Andrew Louth (a Russian Orthodox priest who, interestingly enough, works at Durham University, Durham being the city where N.T. Wright is bishop) attempts in "Greek East and Latin West" to treat of Eastern and Western Christendom for the period in tandem. As he does so, he draws out some interesting and occasionally (at least to a Western Christian)counter-intuitive contrasts between the two. For example, looking at the monastic reforms of the eighth and early ninth centuries in both East and West, he points out that the reforms of Theodore of Stoudios were quite independent of imperial authority and, in a society and church wracked by iconoclasm, his reforms and his stubborn and principled refusal to toe the imperial line on doctrinal and ethical matters (while Constantine VI did his best to ape Henry VIII) set a precedent that allowed Eastern monasticism to attain a place in the society independent of emperor and political expediency, enabling it to counter-balance the primacy of those elements and fulfill a kind of prophetic office in the Byzantine Church, like Samuel to Saul or John the Baptist to Herod.

In the West, on the other hand, monastic reform was largely instigated and overseen by the emperor (in this case Charlemagne and then Louis the Pious) and the imperial court. It was a largely top-down affair, among other things standardising the Rule of St Benedict.

The interpretation Andrew Louth puts on this is very interesting. He says that the nature of reform in the West set later precedents for centralised reform of monasticism by bishops and/or the Pope- that, in effect, monasticism was to be ordered and controlled and always fall under some sort of central authority, to be (I think the East would see it thus) less pneumatic (in the Greek sense of the word). In the East, on the other hand, it was and is more chaotic, as we in the West might say or, as they might say, more Spirit-led and free.

What I find interesting is how contrary to the typical stereotype both pictures are. Contrary to the charge of caesaropapism often levelled at the East (which, I think it would be fair to say, has often been true generally of the episcopal hierarchy), the monks and monasteries could (and sometimes did) stand against the emperor, giving a substantial section of the Eastern Church independence from political vagaries and therefore the ability to comment on and apply the Church's teaching to the issues of the day.

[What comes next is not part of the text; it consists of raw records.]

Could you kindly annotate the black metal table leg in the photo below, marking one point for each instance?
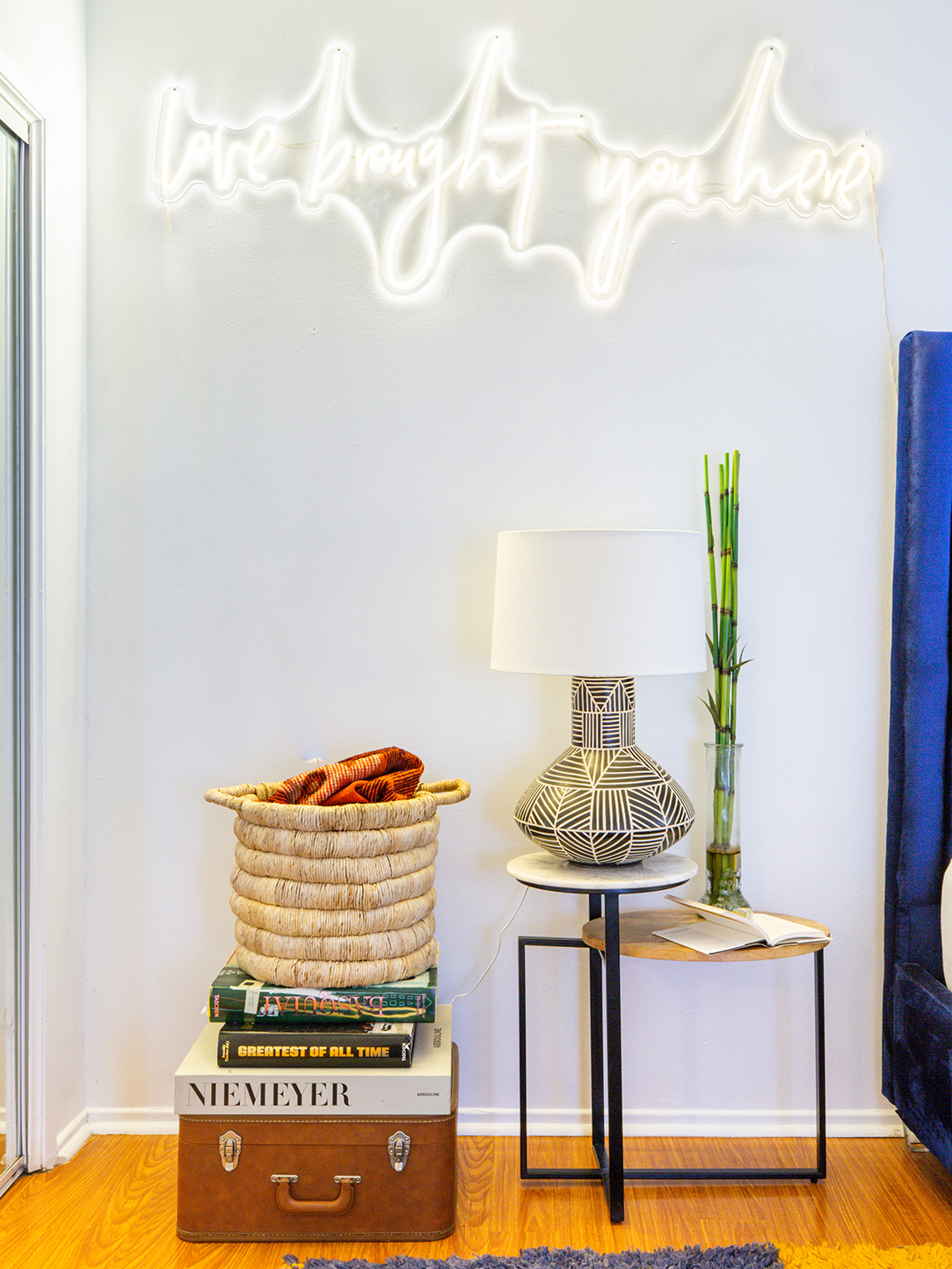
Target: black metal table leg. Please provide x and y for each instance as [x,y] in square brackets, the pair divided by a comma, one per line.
[615,1188]
[522,1090]
[596,1037]
[820,1066]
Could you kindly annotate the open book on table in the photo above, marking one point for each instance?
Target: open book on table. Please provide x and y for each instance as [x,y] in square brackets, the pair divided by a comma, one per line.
[725,931]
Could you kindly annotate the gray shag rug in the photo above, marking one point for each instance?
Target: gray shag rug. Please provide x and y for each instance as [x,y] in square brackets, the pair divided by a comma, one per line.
[754,1255]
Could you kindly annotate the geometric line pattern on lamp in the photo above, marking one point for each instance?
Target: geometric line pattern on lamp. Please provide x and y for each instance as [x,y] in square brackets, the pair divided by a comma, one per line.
[604,802]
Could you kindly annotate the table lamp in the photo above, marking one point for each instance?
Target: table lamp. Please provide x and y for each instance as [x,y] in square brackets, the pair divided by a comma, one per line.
[601,606]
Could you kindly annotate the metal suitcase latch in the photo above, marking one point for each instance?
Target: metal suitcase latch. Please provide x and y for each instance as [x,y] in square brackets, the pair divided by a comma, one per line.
[398,1150]
[229,1150]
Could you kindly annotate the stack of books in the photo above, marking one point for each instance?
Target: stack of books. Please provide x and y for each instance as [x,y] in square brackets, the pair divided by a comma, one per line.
[382,1050]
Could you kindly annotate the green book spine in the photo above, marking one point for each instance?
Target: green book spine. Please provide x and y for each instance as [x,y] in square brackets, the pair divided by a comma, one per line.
[235,993]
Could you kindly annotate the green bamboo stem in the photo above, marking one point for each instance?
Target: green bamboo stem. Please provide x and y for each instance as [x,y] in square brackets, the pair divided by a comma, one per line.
[724,636]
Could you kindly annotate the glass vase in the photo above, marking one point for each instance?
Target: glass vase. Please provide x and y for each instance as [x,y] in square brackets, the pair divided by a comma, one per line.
[723,840]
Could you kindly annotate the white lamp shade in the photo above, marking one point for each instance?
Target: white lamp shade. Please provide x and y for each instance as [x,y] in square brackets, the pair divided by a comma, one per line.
[600,602]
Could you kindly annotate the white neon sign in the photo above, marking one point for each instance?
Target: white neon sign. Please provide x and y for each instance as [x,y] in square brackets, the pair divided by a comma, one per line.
[502,164]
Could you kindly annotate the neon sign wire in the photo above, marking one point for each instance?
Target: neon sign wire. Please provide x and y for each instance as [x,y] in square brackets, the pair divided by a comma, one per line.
[499,163]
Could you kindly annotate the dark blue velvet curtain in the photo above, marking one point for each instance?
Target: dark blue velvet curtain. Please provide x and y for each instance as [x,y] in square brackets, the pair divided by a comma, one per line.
[917,1023]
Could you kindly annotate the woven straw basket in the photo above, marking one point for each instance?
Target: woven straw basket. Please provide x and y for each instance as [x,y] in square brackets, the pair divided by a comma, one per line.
[335,896]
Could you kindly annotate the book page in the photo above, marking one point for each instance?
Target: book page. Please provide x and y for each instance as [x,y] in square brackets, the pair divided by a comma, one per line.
[709,938]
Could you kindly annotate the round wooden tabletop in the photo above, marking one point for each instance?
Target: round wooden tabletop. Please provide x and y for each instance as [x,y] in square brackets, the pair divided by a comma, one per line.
[636,938]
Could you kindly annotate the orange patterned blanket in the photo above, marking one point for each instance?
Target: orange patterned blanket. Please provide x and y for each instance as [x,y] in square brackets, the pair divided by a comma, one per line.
[379,776]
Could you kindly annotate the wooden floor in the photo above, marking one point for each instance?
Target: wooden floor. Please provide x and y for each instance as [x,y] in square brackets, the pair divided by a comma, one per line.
[114,1205]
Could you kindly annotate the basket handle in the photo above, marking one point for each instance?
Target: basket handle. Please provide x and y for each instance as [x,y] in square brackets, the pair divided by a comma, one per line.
[237,793]
[447,792]
[315,1207]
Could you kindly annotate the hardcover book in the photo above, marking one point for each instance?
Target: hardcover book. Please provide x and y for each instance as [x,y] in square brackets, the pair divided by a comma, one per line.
[722,930]
[260,1042]
[202,1086]
[235,993]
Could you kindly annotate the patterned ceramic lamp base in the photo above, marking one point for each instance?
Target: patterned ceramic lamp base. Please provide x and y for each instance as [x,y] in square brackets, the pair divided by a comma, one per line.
[604,801]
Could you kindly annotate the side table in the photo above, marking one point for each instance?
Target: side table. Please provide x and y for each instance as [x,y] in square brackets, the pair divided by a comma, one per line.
[608,938]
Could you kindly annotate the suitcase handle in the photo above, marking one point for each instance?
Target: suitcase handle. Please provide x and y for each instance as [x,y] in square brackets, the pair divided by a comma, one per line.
[315,1207]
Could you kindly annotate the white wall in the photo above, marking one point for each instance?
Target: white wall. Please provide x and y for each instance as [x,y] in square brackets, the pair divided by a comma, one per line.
[295,487]
[42,55]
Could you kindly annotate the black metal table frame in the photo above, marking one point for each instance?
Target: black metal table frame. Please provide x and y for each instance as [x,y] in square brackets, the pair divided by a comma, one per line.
[607,1037]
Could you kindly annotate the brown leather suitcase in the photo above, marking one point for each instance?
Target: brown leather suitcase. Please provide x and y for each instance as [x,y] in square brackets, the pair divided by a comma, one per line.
[302,1178]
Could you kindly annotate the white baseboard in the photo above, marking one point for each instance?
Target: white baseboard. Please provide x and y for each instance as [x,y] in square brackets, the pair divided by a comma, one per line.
[72,1136]
[685,1123]
[134,1119]
[504,1122]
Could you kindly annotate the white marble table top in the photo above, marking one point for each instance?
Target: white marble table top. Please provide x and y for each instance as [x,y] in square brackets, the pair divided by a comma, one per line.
[550,872]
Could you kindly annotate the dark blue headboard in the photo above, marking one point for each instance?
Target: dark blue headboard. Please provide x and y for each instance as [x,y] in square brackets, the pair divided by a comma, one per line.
[917,1042]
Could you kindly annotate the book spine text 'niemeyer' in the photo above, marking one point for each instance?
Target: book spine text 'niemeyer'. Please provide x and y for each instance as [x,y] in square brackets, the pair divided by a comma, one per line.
[338,1096]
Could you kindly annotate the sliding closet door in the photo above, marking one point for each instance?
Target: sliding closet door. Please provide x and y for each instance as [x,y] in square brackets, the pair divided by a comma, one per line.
[13,881]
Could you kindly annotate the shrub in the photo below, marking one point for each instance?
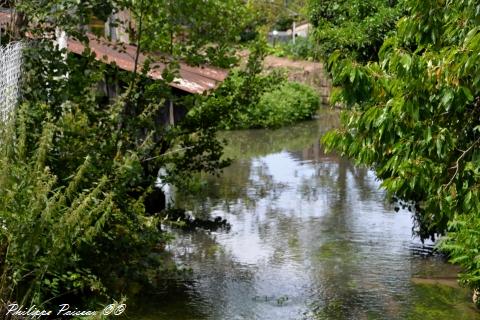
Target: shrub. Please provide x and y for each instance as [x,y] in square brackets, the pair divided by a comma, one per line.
[287,104]
[356,28]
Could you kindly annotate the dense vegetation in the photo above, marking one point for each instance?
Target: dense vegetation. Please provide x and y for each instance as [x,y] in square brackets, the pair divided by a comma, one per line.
[250,98]
[77,168]
[413,115]
[353,28]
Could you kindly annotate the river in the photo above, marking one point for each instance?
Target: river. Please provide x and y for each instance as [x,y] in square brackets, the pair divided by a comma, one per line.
[312,237]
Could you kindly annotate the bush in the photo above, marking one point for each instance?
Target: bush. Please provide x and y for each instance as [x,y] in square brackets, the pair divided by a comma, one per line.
[78,237]
[304,48]
[285,105]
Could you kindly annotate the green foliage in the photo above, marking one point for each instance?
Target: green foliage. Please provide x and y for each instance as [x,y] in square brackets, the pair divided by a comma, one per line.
[76,168]
[356,28]
[267,102]
[199,32]
[62,237]
[413,117]
[287,104]
[250,99]
[304,48]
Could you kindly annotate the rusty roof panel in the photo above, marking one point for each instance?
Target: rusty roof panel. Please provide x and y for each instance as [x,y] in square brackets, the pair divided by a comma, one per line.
[190,79]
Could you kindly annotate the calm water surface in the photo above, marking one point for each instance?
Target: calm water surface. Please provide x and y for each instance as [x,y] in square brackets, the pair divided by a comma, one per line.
[312,237]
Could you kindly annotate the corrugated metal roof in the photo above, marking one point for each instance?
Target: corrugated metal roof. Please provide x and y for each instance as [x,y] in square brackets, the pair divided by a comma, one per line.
[190,79]
[4,17]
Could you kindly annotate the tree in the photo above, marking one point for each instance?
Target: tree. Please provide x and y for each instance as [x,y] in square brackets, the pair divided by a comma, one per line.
[414,118]
[356,28]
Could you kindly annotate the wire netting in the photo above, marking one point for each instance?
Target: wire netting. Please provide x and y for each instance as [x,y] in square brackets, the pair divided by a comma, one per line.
[10,71]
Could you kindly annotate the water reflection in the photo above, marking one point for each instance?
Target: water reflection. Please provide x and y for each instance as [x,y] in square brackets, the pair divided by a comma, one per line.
[312,238]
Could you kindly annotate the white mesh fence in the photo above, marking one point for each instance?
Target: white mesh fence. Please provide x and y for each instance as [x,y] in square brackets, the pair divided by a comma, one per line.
[10,71]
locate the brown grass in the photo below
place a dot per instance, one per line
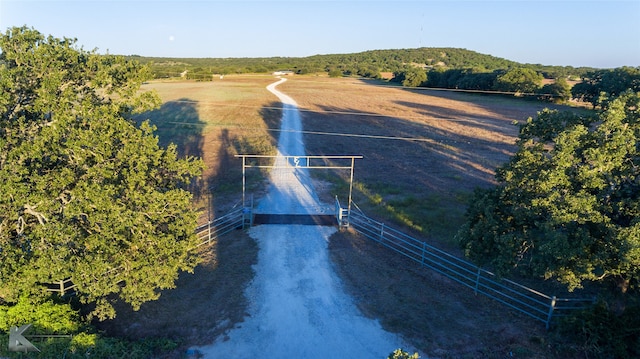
(424, 152)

On the other hand, as far as the West is concerned, it is arguable that, even given the later battles to secure the Church's independence from the state, the habit of centralisation, at least as far as religious and ascetic life goes, was simply transferred from the imperial court to the Pope. It is interesting to see this tendency even now at work, with the recent papal-sponsored tour of inspection of monasteries in the U.S. (a very much needed and, indeed, long overdue initiative). The habit has become, for good or ill, ingrained.

At the same time, looking at the period in question, it is undeniable that, given the choice, one would much rather have been a Christian (and, for that matter, a Christian monk) in the West than in the East. The Eastern emperors were, at this point, hostile to orthodoxy and, largely, a liability for the Church. In the West, Charlemagne and his immediate successors were faithful, devout and orthodox Christians who were genuinely trying to foster the Church and the life of faith in their domain.

Of course, times change and what was once necessary and laudable under certain circumstances becomes unhelpful and detrimental under other circumstances. That is, I suppose, true of the approach to monasticism of both East and West. The approaches seem to have remained the same ever since, but the political and social situations which form their context are constantly changing, and either model suits certain contexts better than the other. Which, I wonder, is the better approach in our present situation?